0
votes

I am running pyspark job in AWS EMR cluster, the cluster details are as follows. one master instance (m5.2xlarge) five slave instances (m5.2xlarge-8 vCore, 32 GiB memory, EBS only storage EBS storage:200 GiB).

after I have submitted a pyspark job, it is failing with below error.

ExecutorLostFailure (executor 1 exited caused by one of the running tasks) Reason: Container killed by YARN for exceeding memory limits. 24.1 GB of 24 GB physical memory used. Consider boosting spark.yarn.executor.memoryOverhead or disabling yarn.nodemanager.vmem-check-enabled because of YARN-4714.

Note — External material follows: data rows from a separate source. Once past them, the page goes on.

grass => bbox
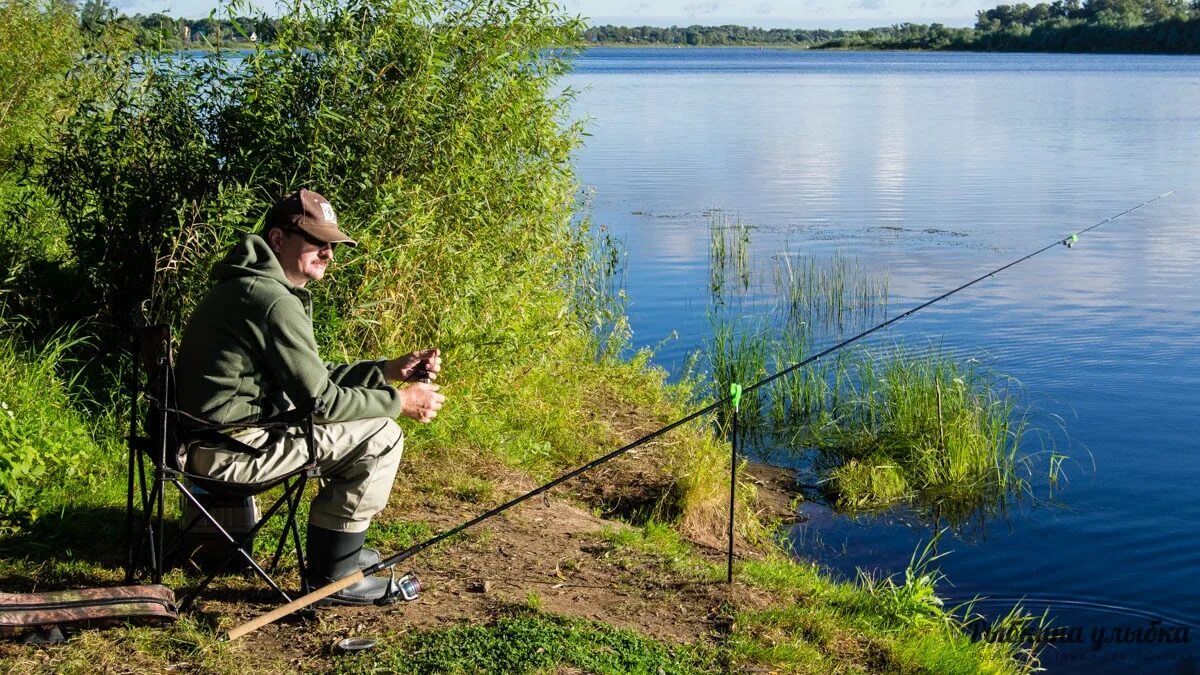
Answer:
[704,220,1064,522]
[335,608,721,675]
[811,347,1030,513]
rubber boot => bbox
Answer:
[306,525,400,607]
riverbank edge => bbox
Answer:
[0,348,1021,673]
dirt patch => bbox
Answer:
[204,401,794,669]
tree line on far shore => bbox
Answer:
[584,0,1200,53]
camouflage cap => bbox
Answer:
[266,189,358,246]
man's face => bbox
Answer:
[270,228,336,288]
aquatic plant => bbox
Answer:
[796,346,1028,510]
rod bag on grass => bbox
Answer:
[0,584,179,638]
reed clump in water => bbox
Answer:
[796,347,1028,513]
[707,220,1046,514]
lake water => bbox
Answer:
[566,49,1200,673]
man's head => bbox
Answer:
[263,190,358,288]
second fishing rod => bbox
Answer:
[226,190,1175,640]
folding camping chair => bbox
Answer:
[125,325,322,610]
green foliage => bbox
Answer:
[337,613,720,674]
[0,0,80,164]
[811,347,1026,516]
[0,325,100,525]
[586,0,1200,54]
[44,0,578,356]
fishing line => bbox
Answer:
[226,190,1175,640]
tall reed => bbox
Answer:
[798,346,1028,509]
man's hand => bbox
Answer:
[400,383,446,423]
[383,350,442,382]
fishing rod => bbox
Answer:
[224,190,1175,640]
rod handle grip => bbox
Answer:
[224,569,365,643]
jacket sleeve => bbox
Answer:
[325,359,388,387]
[263,297,401,422]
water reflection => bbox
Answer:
[569,50,1200,673]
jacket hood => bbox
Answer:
[212,234,295,289]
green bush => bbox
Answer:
[0,324,100,525]
[0,0,80,165]
[44,0,580,360]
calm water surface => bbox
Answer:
[566,49,1200,673]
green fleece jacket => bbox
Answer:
[175,234,401,424]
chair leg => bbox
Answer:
[175,480,292,611]
[125,436,138,585]
[266,474,305,578]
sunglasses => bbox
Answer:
[283,229,337,251]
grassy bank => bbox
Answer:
[0,0,1019,673]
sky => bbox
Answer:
[114,0,998,29]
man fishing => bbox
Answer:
[176,190,445,604]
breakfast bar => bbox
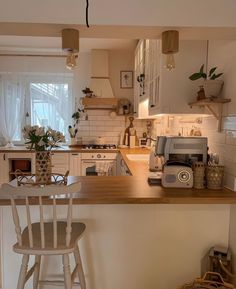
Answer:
[0,149,236,289]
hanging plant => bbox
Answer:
[189,64,223,81]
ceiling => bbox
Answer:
[0,35,137,53]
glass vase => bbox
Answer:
[35,151,52,184]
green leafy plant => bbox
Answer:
[71,108,84,123]
[189,64,223,80]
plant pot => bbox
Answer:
[203,79,224,98]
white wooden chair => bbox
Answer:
[0,183,86,289]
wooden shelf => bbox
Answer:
[189,98,231,132]
[82,97,118,110]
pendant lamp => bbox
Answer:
[162,30,179,71]
[62,28,79,70]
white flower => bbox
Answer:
[22,125,65,151]
[38,139,46,147]
[35,127,45,137]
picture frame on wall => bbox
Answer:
[120,70,133,88]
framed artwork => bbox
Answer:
[120,71,133,88]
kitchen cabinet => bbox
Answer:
[69,153,81,176]
[134,39,207,118]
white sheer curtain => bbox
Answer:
[30,74,74,136]
[0,73,25,146]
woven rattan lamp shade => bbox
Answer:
[62,28,79,53]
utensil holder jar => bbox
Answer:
[192,162,205,189]
[206,165,224,190]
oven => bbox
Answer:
[81,151,117,176]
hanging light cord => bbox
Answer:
[86,0,89,27]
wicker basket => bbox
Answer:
[177,272,235,289]
[193,162,205,189]
[206,165,224,190]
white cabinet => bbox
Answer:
[51,152,69,174]
[134,39,207,118]
[0,153,9,185]
[69,153,81,176]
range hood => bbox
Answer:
[90,49,114,98]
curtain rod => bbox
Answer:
[0,53,67,58]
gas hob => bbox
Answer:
[82,144,117,150]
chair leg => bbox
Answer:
[17,255,29,289]
[74,246,86,289]
[62,254,72,289]
[33,255,41,289]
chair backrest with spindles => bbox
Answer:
[0,183,81,249]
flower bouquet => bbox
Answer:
[23,125,65,151]
[23,125,65,184]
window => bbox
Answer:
[9,75,74,142]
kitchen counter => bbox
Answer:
[0,149,232,289]
[0,148,236,205]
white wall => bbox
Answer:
[1,204,229,289]
[0,50,138,144]
[77,110,146,145]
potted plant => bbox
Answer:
[189,64,224,98]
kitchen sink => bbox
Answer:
[126,154,149,162]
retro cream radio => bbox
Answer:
[161,164,193,188]
[155,136,207,188]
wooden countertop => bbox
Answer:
[0,149,236,205]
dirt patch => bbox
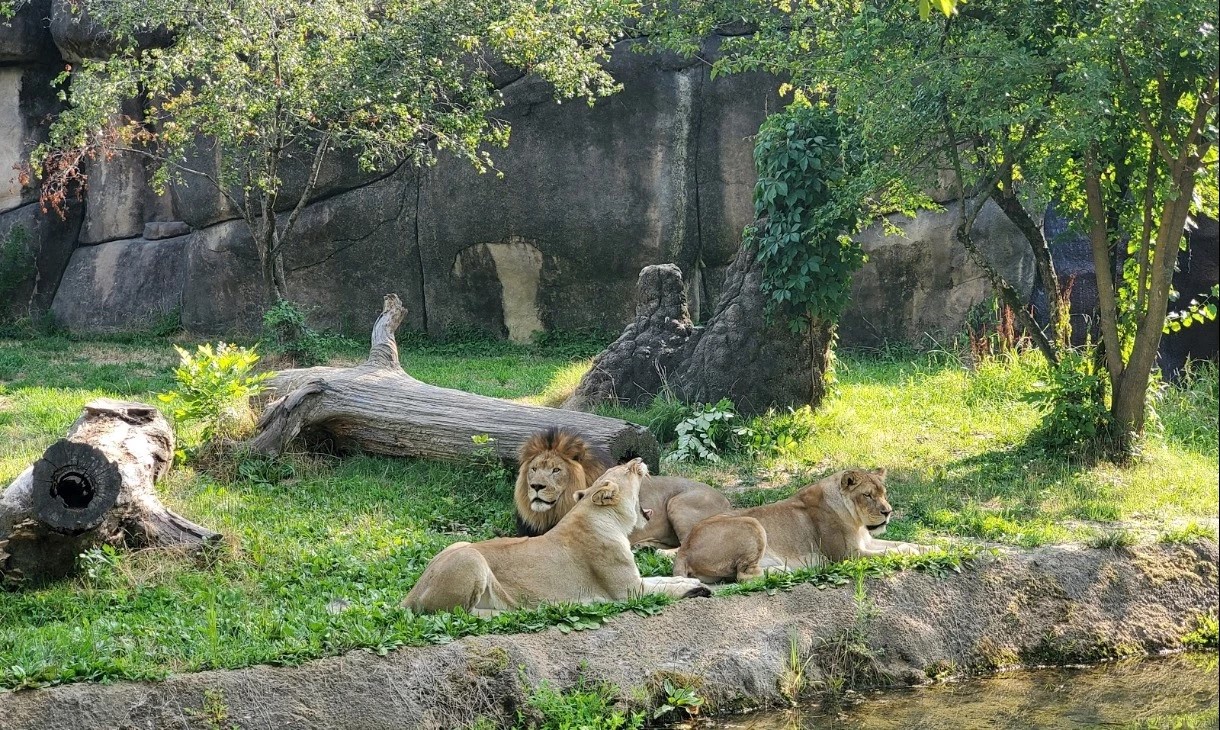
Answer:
[0,541,1218,730]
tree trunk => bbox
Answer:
[564,244,831,415]
[246,294,660,470]
[0,398,220,585]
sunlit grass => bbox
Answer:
[0,338,1220,687]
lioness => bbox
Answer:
[403,459,711,615]
[514,428,731,548]
[673,469,931,582]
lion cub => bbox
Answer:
[673,469,932,584]
[403,459,711,615]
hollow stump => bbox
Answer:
[246,294,660,471]
[0,399,220,586]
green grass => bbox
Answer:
[0,337,1218,687]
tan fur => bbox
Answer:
[514,428,731,548]
[403,459,710,615]
[673,469,931,582]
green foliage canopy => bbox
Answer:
[32,0,634,298]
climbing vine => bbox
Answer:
[747,95,865,332]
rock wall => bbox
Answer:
[0,0,1032,344]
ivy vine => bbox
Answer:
[747,95,865,332]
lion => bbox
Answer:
[514,428,732,548]
[673,469,932,584]
[403,459,711,615]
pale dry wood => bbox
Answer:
[246,294,660,469]
[0,398,220,585]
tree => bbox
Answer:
[32,0,631,300]
[645,0,1218,450]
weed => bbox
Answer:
[517,675,644,730]
[666,398,737,461]
[187,687,238,730]
[1088,530,1138,551]
[1158,521,1216,543]
[1182,615,1220,649]
[157,342,271,442]
[780,634,814,706]
[814,571,886,707]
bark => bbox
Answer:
[564,245,831,415]
[0,398,220,585]
[246,294,660,470]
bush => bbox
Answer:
[666,398,737,461]
[157,342,271,442]
[733,405,814,455]
[1025,352,1111,454]
[262,299,328,367]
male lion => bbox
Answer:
[403,459,711,615]
[673,469,932,584]
[514,428,731,548]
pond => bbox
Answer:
[715,654,1220,730]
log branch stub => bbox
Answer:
[245,294,660,471]
[0,399,220,585]
[31,438,123,535]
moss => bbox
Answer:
[1019,634,1146,665]
[466,646,509,676]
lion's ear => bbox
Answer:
[593,482,620,507]
[839,469,864,492]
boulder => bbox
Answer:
[0,203,82,320]
[838,203,1035,347]
[182,167,425,336]
[0,0,60,62]
[51,236,189,332]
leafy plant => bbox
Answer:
[157,342,272,442]
[653,678,706,720]
[748,93,865,332]
[1163,284,1220,334]
[733,405,814,455]
[666,398,737,461]
[517,675,644,730]
[1025,352,1111,453]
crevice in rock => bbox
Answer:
[415,168,428,334]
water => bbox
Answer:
[715,654,1220,730]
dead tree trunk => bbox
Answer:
[564,245,831,415]
[246,294,660,469]
[0,399,220,585]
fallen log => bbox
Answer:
[0,398,220,585]
[237,294,660,470]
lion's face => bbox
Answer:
[523,452,575,511]
[841,469,894,536]
[576,459,653,533]
[512,428,610,535]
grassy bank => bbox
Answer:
[0,338,1220,687]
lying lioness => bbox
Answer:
[512,428,731,548]
[673,469,932,582]
[403,459,710,615]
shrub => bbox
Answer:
[733,405,814,455]
[157,342,271,442]
[262,299,328,367]
[1025,352,1111,454]
[517,676,644,730]
[666,398,737,461]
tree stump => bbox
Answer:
[245,294,660,469]
[564,238,831,415]
[0,398,220,585]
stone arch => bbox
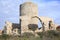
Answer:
[32,16,45,31]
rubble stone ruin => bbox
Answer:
[20,2,38,33]
[3,2,58,35]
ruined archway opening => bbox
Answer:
[38,21,42,30]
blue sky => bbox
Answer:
[0,0,60,29]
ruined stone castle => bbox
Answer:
[4,2,58,35]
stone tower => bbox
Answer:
[20,2,38,33]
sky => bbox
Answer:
[0,0,60,29]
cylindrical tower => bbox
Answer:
[20,2,38,33]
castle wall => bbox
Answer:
[20,2,38,33]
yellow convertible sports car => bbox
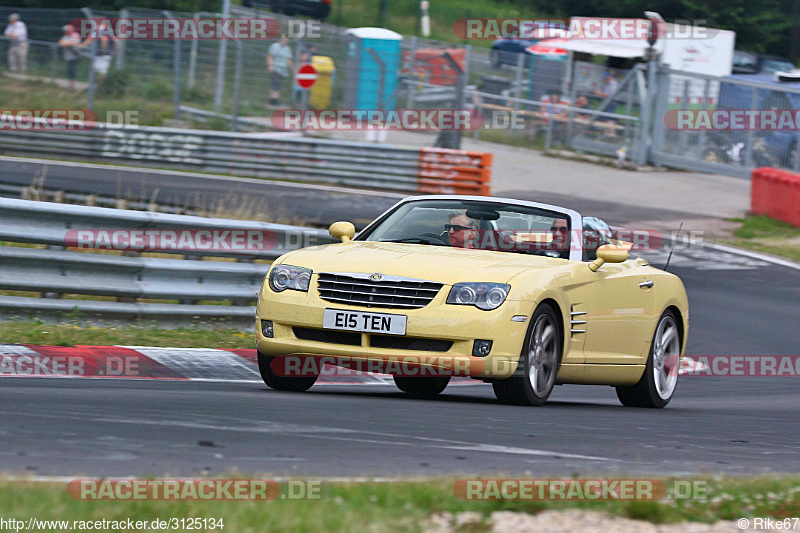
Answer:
[256,196,689,407]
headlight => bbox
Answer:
[269,265,311,292]
[447,283,511,311]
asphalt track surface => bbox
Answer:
[0,157,800,476]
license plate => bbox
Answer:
[322,309,407,335]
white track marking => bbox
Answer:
[0,344,41,355]
[122,346,261,380]
[0,156,404,198]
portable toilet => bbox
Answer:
[344,28,403,109]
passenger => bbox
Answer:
[548,218,569,258]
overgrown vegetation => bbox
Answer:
[0,320,255,350]
[723,215,800,261]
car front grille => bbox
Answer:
[318,272,442,309]
[369,335,453,352]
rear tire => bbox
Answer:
[492,303,563,406]
[258,352,318,392]
[394,376,450,398]
[616,311,683,409]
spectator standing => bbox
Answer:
[58,24,81,89]
[267,34,294,107]
[4,13,28,74]
[78,20,117,76]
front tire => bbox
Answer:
[394,376,450,398]
[258,352,318,392]
[492,304,563,406]
[616,311,683,409]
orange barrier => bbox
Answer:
[417,148,492,196]
[403,48,467,85]
[750,167,800,227]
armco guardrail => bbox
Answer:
[750,167,800,226]
[0,198,335,327]
[0,123,491,195]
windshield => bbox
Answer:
[761,59,794,73]
[356,200,571,259]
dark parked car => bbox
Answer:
[733,50,794,74]
[489,22,566,68]
[242,0,331,20]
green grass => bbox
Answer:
[0,316,255,350]
[722,215,800,261]
[0,476,800,532]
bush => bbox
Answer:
[97,70,131,98]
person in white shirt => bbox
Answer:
[4,13,28,74]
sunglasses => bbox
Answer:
[444,224,472,231]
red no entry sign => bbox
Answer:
[294,63,317,89]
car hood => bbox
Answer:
[280,241,567,285]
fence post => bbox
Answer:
[544,113,555,153]
[50,44,58,81]
[214,0,231,113]
[636,50,658,165]
[231,40,242,131]
[162,10,181,120]
[440,52,466,150]
[514,54,527,113]
[81,7,97,109]
[116,9,130,70]
[408,35,417,109]
[187,13,200,89]
[744,87,760,168]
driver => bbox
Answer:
[444,211,478,248]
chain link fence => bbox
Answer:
[0,7,800,175]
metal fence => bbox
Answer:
[0,123,491,195]
[0,6,800,176]
[0,198,335,329]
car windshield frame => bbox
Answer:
[353,195,583,261]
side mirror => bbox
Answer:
[589,244,630,272]
[328,222,356,242]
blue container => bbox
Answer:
[344,28,403,109]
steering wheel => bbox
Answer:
[419,233,452,246]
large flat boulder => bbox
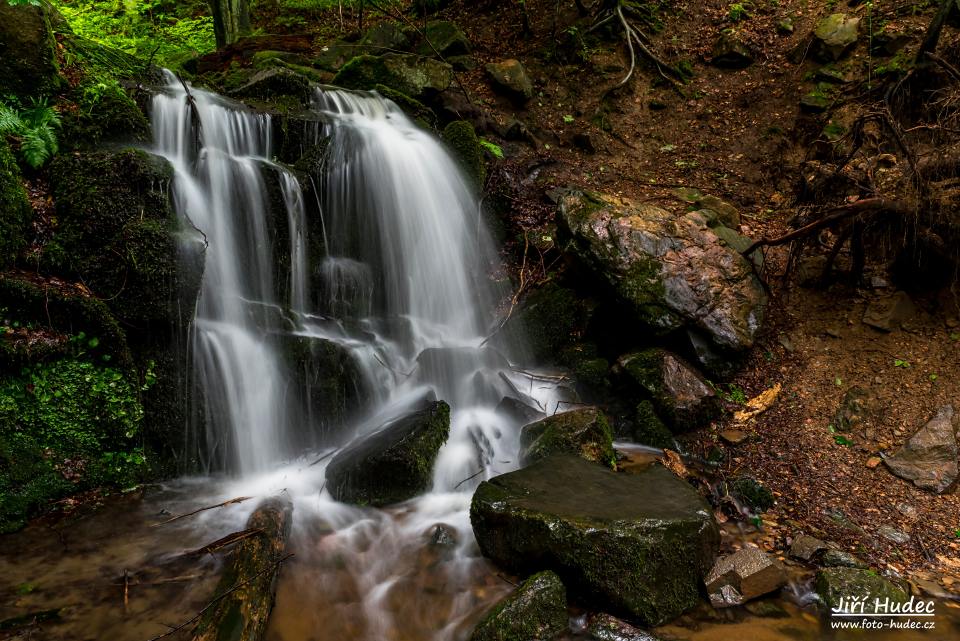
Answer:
[520,407,616,467]
[884,405,957,494]
[470,454,720,625]
[558,190,767,351]
[326,401,450,507]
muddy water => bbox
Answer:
[0,448,960,641]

below is the spark submit command.

spark-submit  --deploy-mode cluster --master yarn --num-executors 2 --executor-cores 5 --executor-memory 21g --driver-memory 10g --conf spark.yarn.executor.memoryOverhead=3g --conf spark.yarn.submit.waitAppCompletion=false --conf spark.yarn.maxAppAttempts=100 --conf spark.executor.extraJavaOptions=-Xss3m  --conf spark.driver.maxResultSize=3g --conf spark.dynamicAllocation.enabled=false

please provide a better parameter for no of executors, executor memory and no cores.

2

2 Answers

1
votes

i can not increase the --executor-memory or spark.yarn.executor.memoryOverhead as it will reach max threshold (24576 MB).

The issue has been resolved after increasing the --num-executors to 5.

0
votes

One of your executor JVM is running out memory. As the error says Consider boosting spark.yarn.executor.memoryOverhead from 3g to a reasonable value.

You can also increase --executor-memory to a bigger value needed by your Application.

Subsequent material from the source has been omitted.